Couriers Launch Campaign to Improve Conditions Industry-Wide
SAN FRANCISCO – Friday, August 12, The IWW Couriers Union Organizing Committee publicly asserts the right of workers at Speedway Delivery and Messenger Service, and throughout the courier industry, to a living wage.
For many years workers in the courier industry have been subjected to shamefully low or wildly fluctuating compensation from employers. Couriers work day in and day out – working in trucks, on bikes, or on foot – in extremely dangerous conditions, under intense pressure to deliver parcels on time. While most couriers fulfill their ominous task dutifully, few find that their compensation fulfills the task of making ends meet. Living hand to mouth is the norm for the people on whose backs our metropolises thrive.

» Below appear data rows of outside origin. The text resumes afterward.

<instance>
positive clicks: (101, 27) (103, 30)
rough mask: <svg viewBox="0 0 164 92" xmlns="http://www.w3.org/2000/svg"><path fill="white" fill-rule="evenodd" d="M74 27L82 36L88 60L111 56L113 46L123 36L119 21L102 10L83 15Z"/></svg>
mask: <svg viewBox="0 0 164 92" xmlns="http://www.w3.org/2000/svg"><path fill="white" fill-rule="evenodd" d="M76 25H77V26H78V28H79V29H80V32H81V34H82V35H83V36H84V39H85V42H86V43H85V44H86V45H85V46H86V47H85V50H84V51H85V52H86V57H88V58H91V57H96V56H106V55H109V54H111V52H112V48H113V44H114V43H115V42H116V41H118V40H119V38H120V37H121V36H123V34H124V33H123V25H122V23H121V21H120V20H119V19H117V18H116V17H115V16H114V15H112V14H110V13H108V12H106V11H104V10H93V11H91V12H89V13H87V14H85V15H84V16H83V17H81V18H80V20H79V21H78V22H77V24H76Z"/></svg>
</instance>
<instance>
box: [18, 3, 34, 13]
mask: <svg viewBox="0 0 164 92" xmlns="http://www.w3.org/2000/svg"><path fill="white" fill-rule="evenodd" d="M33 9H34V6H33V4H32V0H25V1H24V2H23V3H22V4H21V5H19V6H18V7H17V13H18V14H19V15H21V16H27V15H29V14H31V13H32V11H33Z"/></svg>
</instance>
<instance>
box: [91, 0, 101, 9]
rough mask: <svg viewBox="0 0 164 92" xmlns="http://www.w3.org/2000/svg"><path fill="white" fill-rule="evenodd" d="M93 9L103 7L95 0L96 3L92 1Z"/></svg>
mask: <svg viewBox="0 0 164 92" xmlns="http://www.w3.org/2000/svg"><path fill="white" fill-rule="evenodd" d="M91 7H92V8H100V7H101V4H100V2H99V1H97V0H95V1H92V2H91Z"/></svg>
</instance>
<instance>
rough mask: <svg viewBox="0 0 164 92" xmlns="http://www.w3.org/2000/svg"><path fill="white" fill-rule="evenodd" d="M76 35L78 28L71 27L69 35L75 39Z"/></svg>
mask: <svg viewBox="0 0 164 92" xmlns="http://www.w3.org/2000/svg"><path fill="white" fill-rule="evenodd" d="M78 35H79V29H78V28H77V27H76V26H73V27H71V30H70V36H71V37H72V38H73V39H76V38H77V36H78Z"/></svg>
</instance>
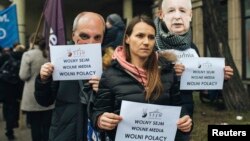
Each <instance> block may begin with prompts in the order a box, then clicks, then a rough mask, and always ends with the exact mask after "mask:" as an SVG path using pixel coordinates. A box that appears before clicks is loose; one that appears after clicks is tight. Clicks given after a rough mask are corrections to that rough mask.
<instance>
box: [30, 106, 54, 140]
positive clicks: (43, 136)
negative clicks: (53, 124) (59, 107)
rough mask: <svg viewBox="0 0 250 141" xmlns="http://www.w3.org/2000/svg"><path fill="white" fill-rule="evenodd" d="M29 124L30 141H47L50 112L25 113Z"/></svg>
mask: <svg viewBox="0 0 250 141" xmlns="http://www.w3.org/2000/svg"><path fill="white" fill-rule="evenodd" d="M26 115H27V120H29V122H30V128H31V136H32V141H48V139H49V128H50V124H51V116H52V110H48V111H37V112H26Z"/></svg>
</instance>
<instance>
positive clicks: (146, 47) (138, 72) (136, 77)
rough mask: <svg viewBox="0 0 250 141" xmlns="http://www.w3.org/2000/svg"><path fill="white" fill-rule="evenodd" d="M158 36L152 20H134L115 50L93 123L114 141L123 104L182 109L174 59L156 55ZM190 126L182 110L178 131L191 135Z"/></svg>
mask: <svg viewBox="0 0 250 141" xmlns="http://www.w3.org/2000/svg"><path fill="white" fill-rule="evenodd" d="M155 34H156V28H155V25H154V22H153V20H152V19H151V18H149V17H147V16H145V15H141V16H136V17H135V18H133V19H132V21H131V22H130V23H129V25H128V27H127V29H126V31H125V37H124V43H123V44H124V46H119V47H117V48H116V49H115V52H114V54H113V59H114V60H113V61H112V63H111V66H110V67H108V68H107V69H106V70H105V71H104V72H103V74H102V77H101V80H100V84H99V91H98V93H97V95H96V98H95V101H94V103H93V104H94V105H93V109H92V113H91V121H92V122H93V125H94V126H95V127H96V128H98V129H100V130H102V131H104V132H106V134H107V136H108V137H109V138H110V140H111V141H113V140H114V139H115V134H116V128H117V125H118V124H119V122H120V121H121V120H122V117H121V116H119V113H120V108H121V102H122V100H127V101H134V102H141V103H151V104H158V105H174V106H177V105H178V106H181V105H180V104H181V99H180V98H181V97H180V93H179V82H178V81H177V76H176V74H175V71H174V69H173V65H172V61H174V60H175V56H174V55H172V54H157V53H156V52H155ZM191 126H192V119H191V118H190V116H189V115H187V114H186V113H185V109H184V108H183V109H182V113H181V118H180V119H179V120H178V122H177V127H178V130H179V131H181V132H189V131H190V130H191ZM176 140H178V136H176Z"/></svg>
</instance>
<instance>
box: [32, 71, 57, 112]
mask: <svg viewBox="0 0 250 141" xmlns="http://www.w3.org/2000/svg"><path fill="white" fill-rule="evenodd" d="M58 86H59V82H58V81H52V78H50V79H49V80H48V81H47V82H42V81H41V78H40V74H38V76H37V77H36V80H35V93H34V94H35V99H36V101H37V103H38V104H40V105H42V106H46V107H47V106H50V105H52V104H53V103H54V101H55V99H56V94H57V90H58Z"/></svg>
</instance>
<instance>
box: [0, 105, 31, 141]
mask: <svg viewBox="0 0 250 141" xmlns="http://www.w3.org/2000/svg"><path fill="white" fill-rule="evenodd" d="M2 113H3V112H2V103H0V141H8V139H7V138H6V136H5V122H4V119H3V114H2ZM25 118H26V117H25V115H24V114H21V116H20V120H19V128H16V129H15V130H14V132H15V136H16V140H15V141H31V135H30V129H29V128H27V127H26V124H25Z"/></svg>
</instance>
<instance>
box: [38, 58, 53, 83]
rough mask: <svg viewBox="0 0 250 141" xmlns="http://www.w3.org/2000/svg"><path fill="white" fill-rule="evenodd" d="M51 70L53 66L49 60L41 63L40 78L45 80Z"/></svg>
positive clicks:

At San Francisco-based Speedway Delivery and Messenger Service, conditions are no better. In fact, they’re much worse. Bought by current owners Lori O’Rourke and Charlie Lutge in the 1980s from former owners who refused to deal with then-emerging unionizing efforts, Speedway has pushed working conditions below even non-union standards. Their couriers endure harassment and disrespectful treatment from management, are extorted for equipment replacements, and to top it off, make an insultingly low commission of about 35% per delivery (most companies pay 50%), or as little as $8.00 an hour. That’s almost 20% less than the prevailing San Francisco minimum wage of $9.92 an hour, which is still far too low for most Bay Area workers to live on.